Even if you do qualify for a loan, you may be paying a higher interest rate. Credit card companies are taking a closer look at your payment history and how much debt you have outstanding when determining whether to extend credit and at what rates. People who have the highest credit scores will get the lowest interest rates and the best terms. What interest rate you qualify for determines how much total you will pay for a loan.
To give you an example of how a higher score can save you money, let’s look at someone applying for a 30-year fixed mortgage of $300,000. Someone with a score of 680 would pay 6.586% or $1,913 per month. Someone with a score of 720 would pay 6.302% or $1,857 per month, while someone with 760 or higher would only pay 6.08% or $1,814 per month. So a lower credit score could cost you over $1,000 per year.
You can reduce the impact of the credit crunch by taking steps to improve your credit score, or by keeping it in good shape if you have a good score already. The biggest factors that make up your score include your payment history, how much debt you’re carrying and how long your credit history is. You can improve your credit by paying your bills on time, keeping your credit card balances low, and by avoiding applying for new credit.
By: Krissi Ann
Posts Tagged ‘Credit Scores’
Choosing an Unsecured Credit Card
December 25th, 2009
In most cases, if you’re looking for a credit card then what you most likely want is an unsecured credit card. An unsecured credit card is one that doesn’t require you to pay any security deposit or open a specific savings account at the issuer’s bank just to receive the card.
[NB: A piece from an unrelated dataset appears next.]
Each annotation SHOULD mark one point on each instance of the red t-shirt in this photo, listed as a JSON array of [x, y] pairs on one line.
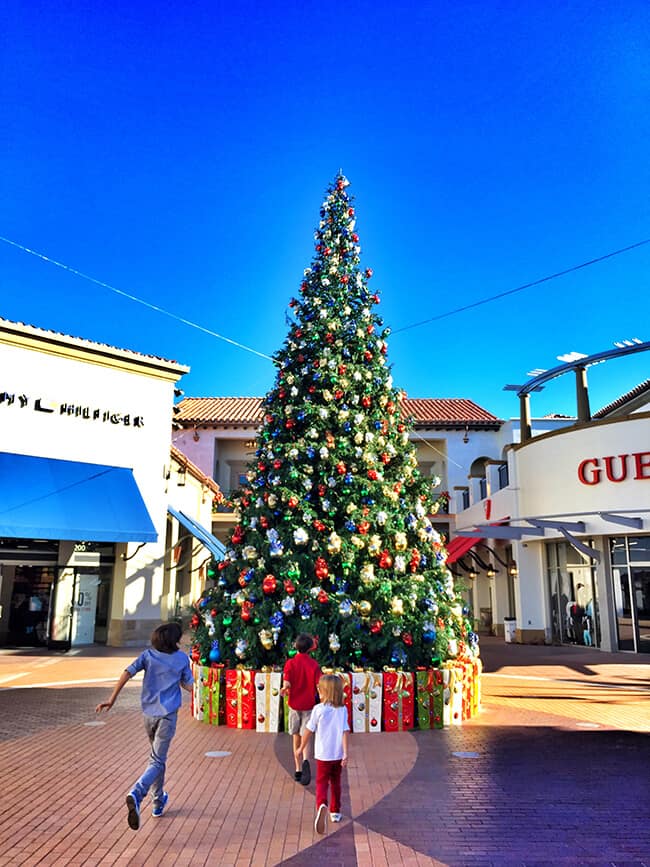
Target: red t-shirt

Finding an unsecured credit card that meets your financial need while keeping interest rates low isn’t always easy, but with a little bit of patience and the knowledge of exactly what you’re looking for in a card you should be able to find the right one for you even if you’ve had credit problems in the past.
Interest Rates
The interest rate that you’ll pay will vary depending upon the card issuer, your personal credit history, how much money you make each year, and what incentives or perks are associated with the card in question. Ideally, you’re going to want to find the credit card that has the lowest interest rate that you can get. Look at the annual percentage rate, also known as the APR, and compare it to the APR that is offered on other cards that you’re considering. The lower your APR is, the less you’ll have to pay in interest each payment period.
Incentive Programs
It seems as though you can’t begin looking for an unsecured credit card without hearing about a number of different incentive programs that are offered by various card issuers in order to attract people to the cards that they feature. The incentive might be cash back on your purchases, discounts at certain retailers, airline miles, or a number of other items that relate to how much you use your card. Credit cards that feature incentives such as these are often referred to as Rewards Cards, and while they are nice you should remember that they aren’t essential to your credit card experience. Many of these cards require high credit scores to qualify for, and may also have additional fees that are charged for the privilege of using the card. Make sure that you understand everything that’s involved in a particular incentive program before choosing that card.
Fees and Other Costs
Ideally, the card that you choose will only charge you interest based upon a low APR. If you’ve had credit problems in the past or are shopping for a specific type of incentive program, however, you may have to pay additional costs or fees in order to receive the card that you want. These charges may be in the form of annual fees, application fees, or a number of other one-time or recurring charges. Make sure that you don’t have a better option available before agreeing to any extra costs on the card that you apply for.
Comparing Card Offers
In order to find the right credit card for you, take the time to shop around and compare a number of different cards that have the features that you want. Look at the APR that each card offers, any grace period that is allowed on your payments, and whether there are additional costs associated with getting or using the card. You’re going to want to find a card that will cost you the least amount to have and use, so that you don’t end up spending all of your money trying to pay off the interest and the annual fees that another card might not have charged.